Alla Camera dei deputati presentata la ricerca di Istituto Piepoli per Takeda Italia sul plasma e la donazione.
Presso la Biblioteca della Camera dei deputati “Nilde Iotti” si è svolto l’incontro “Plasma: quanto ne sanno gli italiani? Il valore del plasma: percezioni, ostacoli e opportunità per aumentare la disponibilità di questa risorsa preziosa e rara in Italia”, promosso su iniziativa del Vicepresidente della Camera dei deputati, Giorgio Mulè.
Nel corso dell’evento sono stati illustrati i risultati della ricerca realizzata da Istituto Piepoli per Takeda Italia, con l’obiettivo di approfondire il livello di conoscenza degli italiani sul plasma, la percezione della sua importanza e i principali fattori che possono favorire la donazione.
L’indagine evidenzia un significativo divario tra la consapevolezza dell’importanza del plasma e la conoscenza del suo impiego.

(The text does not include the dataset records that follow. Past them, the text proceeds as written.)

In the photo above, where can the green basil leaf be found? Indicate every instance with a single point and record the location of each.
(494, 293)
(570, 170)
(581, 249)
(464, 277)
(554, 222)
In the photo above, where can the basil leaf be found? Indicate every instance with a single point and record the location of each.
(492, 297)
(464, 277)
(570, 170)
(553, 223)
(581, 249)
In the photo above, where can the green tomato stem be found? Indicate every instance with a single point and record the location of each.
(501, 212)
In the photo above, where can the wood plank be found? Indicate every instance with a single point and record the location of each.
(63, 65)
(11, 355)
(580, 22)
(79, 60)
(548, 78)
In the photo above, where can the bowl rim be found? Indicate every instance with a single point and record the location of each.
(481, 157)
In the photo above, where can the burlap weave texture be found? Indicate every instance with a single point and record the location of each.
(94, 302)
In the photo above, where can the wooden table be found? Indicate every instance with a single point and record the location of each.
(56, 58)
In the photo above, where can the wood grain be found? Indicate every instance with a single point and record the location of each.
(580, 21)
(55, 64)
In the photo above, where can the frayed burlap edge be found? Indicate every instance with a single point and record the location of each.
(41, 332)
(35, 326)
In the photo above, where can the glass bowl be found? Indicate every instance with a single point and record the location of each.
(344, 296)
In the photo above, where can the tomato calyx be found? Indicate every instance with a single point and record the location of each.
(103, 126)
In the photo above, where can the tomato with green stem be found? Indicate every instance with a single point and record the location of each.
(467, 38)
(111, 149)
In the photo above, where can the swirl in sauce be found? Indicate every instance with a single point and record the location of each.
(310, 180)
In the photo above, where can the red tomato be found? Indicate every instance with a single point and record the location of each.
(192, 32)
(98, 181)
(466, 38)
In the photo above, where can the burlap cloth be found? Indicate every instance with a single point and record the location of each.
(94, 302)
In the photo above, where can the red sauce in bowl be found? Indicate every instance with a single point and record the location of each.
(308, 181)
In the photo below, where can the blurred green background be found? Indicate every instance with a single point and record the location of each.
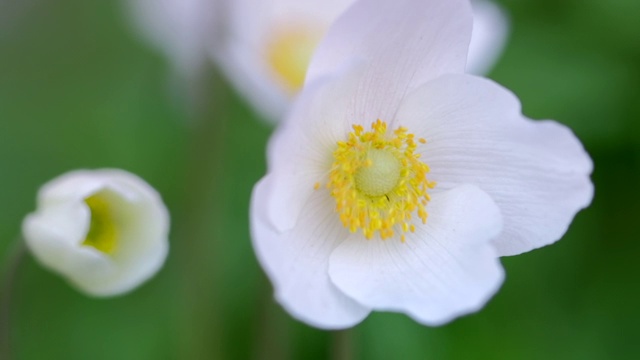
(79, 90)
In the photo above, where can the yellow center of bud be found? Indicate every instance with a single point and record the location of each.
(289, 52)
(379, 182)
(103, 233)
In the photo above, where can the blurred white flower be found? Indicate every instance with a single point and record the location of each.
(106, 231)
(183, 29)
(270, 42)
(387, 129)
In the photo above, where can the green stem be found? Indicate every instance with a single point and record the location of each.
(196, 248)
(342, 345)
(271, 335)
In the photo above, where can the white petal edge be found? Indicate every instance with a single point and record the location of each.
(242, 56)
(55, 232)
(446, 269)
(297, 261)
(300, 154)
(405, 44)
(490, 34)
(536, 171)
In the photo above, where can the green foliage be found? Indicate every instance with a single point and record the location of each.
(77, 90)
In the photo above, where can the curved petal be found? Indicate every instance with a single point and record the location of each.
(405, 43)
(145, 228)
(297, 261)
(251, 26)
(490, 32)
(56, 232)
(536, 171)
(300, 154)
(446, 269)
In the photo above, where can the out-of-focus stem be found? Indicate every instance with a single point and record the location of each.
(271, 335)
(13, 262)
(196, 247)
(342, 345)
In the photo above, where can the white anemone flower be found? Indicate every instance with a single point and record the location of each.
(105, 231)
(270, 43)
(386, 130)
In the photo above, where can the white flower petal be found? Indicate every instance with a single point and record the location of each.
(56, 231)
(490, 30)
(297, 260)
(301, 152)
(446, 269)
(536, 171)
(405, 43)
(250, 25)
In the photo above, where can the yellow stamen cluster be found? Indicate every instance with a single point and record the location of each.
(103, 233)
(288, 53)
(378, 181)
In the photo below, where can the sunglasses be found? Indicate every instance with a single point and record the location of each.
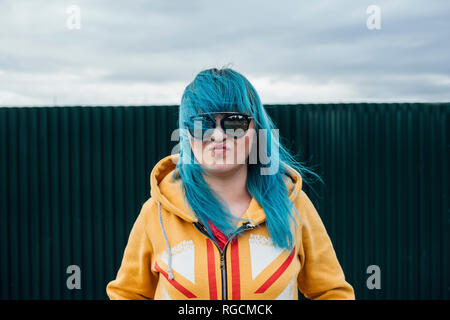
(234, 124)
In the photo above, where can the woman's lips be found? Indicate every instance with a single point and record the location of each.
(222, 148)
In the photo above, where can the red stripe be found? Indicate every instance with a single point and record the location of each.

Sebbene il 95% degli italiani lo consideri una risorsa fondamentale per la cura dei pazienti, solo il 23% dichiara di essere realmente informato sul suo utilizzo e meno di due persone su dieci affermano di sapere con precisione che cosa sia.

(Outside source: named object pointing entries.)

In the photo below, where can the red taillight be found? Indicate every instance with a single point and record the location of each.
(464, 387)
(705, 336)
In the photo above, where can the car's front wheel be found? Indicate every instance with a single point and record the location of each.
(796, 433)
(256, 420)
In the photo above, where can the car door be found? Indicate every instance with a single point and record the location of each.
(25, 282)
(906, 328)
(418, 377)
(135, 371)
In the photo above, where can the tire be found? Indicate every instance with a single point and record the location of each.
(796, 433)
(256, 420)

Proprio questo deficit informativo sembra rappresentare il principale ostacolo alla donazione: il 71% degli italiani si dichiara infatti disponibile a donare plasma nei prossimi dodici mesi qualora ricevesse maggiori informazioni sul suo valore terapeutico.
Nel suo intervento, Livio Gigliuto, Presidente di Istituto Piepoli, ha sottolineato come una maggiore conoscenza del plasma e del suo impiego rappresenti una leva fondamentale per trasformare la disponibilità espressa dai cittadini in un aumento concreto delle donazioni, contribuendo così a rafforzare l’autosufficienza nazionale e la sicurezza del Servizio sanitario.
Al dibattito hanno preso parte, oltre a Livio Gigliuto, il Vicepresidente della Camera dei deputati Giorgio Mulè, il Presidente della XII Commissione Affari Sociali e Salute Ugo Cappellacci, il Presidente del Gruppo Emoderivati di Farmindustria Francesco Carugi e il Presidente di Salutequità Tonino Aceti.
L’incontro ha rappresentato un’occasione di confronto sul valore strategico del plasma per la produzione di farmaci plasmaderivati salvavita e sull’importanza di promuovere politiche e iniziative in grado di favorire una maggiore partecipazione alla donazione, contribuendo a rafforzare la resilienza del sistema sanitario nazionale.